VANCOUVER, BC - SEPTEMBER 03: A general view of atmosphere on day 1 of iHeartRadio Beach Ball at PNE Amphitheatre on September 3, 2017 in Vancouver, Canada. (Photo by Andrew Chin/Getty Images)

When artists started canceling shows in the wake of the coronavirus outbreak in February, Harvey Mason Jr., the chairman and interim CEO of the Recording Academy, saw that the music industry was headed into devastating, unprecedented territory.

“We knew right away when one or two tours got canceled,” he tells Fortune. “If people aren’t able to do concerts, it’s going to be really hard for our community to continue to make money. That’s musicians, cartage people, engineers, lighting—everybody who works to put these things on, not just the people you see on the stage singing.”

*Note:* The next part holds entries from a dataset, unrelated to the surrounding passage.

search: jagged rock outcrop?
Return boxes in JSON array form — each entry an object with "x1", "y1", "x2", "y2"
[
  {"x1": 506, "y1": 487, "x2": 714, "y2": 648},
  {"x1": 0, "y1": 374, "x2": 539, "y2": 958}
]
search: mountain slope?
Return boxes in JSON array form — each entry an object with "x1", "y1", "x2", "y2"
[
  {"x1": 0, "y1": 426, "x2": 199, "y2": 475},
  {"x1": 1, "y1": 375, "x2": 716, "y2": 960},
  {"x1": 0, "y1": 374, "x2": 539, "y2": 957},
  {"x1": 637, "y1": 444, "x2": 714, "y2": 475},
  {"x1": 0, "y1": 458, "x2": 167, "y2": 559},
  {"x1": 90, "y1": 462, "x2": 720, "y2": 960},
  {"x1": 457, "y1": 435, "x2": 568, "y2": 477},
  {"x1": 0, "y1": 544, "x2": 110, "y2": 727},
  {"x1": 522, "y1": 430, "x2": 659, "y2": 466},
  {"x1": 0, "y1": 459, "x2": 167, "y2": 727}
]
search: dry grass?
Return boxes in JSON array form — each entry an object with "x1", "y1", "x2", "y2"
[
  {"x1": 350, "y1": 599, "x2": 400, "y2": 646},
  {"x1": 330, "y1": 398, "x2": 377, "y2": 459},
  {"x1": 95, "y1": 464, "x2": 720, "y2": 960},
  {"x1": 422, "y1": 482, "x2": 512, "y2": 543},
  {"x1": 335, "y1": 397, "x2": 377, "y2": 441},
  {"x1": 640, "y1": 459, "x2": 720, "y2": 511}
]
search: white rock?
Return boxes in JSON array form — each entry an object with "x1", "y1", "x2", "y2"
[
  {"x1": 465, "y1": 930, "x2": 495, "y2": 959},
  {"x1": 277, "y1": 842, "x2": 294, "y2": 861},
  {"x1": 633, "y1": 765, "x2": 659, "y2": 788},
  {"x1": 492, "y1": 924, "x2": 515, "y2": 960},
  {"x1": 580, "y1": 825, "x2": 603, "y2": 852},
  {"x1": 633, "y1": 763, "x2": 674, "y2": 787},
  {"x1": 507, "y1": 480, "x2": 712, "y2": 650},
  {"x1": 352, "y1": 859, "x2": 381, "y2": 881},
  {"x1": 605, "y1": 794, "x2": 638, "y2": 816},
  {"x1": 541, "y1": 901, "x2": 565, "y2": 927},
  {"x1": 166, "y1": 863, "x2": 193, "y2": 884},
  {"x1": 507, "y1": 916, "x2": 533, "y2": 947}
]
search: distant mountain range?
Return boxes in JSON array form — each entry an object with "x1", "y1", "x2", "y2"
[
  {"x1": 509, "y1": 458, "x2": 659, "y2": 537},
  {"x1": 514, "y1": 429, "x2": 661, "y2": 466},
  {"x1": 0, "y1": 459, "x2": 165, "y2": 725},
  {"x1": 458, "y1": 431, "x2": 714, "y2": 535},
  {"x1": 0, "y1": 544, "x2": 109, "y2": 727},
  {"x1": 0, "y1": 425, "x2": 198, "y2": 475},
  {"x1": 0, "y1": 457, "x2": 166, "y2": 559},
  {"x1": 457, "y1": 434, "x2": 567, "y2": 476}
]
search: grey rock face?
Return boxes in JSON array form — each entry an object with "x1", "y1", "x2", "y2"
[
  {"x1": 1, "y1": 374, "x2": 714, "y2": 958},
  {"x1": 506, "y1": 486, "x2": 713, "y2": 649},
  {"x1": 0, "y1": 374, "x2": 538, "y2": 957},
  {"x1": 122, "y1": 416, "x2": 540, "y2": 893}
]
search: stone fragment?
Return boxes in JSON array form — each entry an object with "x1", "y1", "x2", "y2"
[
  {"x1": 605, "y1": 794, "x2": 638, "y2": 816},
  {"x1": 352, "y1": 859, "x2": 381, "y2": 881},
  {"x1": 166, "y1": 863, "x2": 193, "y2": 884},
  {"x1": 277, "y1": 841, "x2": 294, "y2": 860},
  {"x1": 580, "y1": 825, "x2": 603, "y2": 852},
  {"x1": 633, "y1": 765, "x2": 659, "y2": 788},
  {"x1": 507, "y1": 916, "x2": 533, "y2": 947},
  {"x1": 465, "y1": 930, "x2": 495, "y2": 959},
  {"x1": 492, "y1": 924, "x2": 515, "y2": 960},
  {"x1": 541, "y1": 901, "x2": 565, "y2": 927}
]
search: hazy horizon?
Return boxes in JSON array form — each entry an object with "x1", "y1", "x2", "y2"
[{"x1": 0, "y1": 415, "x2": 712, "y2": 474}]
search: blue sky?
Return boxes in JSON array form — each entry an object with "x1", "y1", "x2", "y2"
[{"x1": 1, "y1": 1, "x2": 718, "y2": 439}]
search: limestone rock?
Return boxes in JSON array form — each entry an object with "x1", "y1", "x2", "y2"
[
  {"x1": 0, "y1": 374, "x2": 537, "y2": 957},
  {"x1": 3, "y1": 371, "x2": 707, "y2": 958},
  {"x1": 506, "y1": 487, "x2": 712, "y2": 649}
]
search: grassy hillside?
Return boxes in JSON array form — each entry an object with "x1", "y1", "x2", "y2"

That’s why the academy and its affiliated charitable organization MusiCares quickly established the COVID-19 Relief Fund, which provides financial assistance to music industry professionals whose jobs and lives have been disrupted by the pandemic. To kick things off, both organizations donated $1 million each, and more contributions are coming in from all over the industry. Payments are already going out to help people with rent, medical bills, groceries, mental health treatment, and other needs.

To be eligible for the MusiCares fund, applicants initially had to have at least five years of employment in the music industry (or six commercially released recordings or music videos), but the board voted to relax the criteria to help more people. Now, the minimum is three years, though those with less will be considered. The amounts given out are determined on a case-by-case basis, as opposed to a set amount like the government’s proposed stimulus checks, while the fund awaits more donations. “If we could give $10,000 to everybody who asks, we would rather do that,” Mason says. “But it’s just going to be a matter of how much money can we raise and how many people need help.”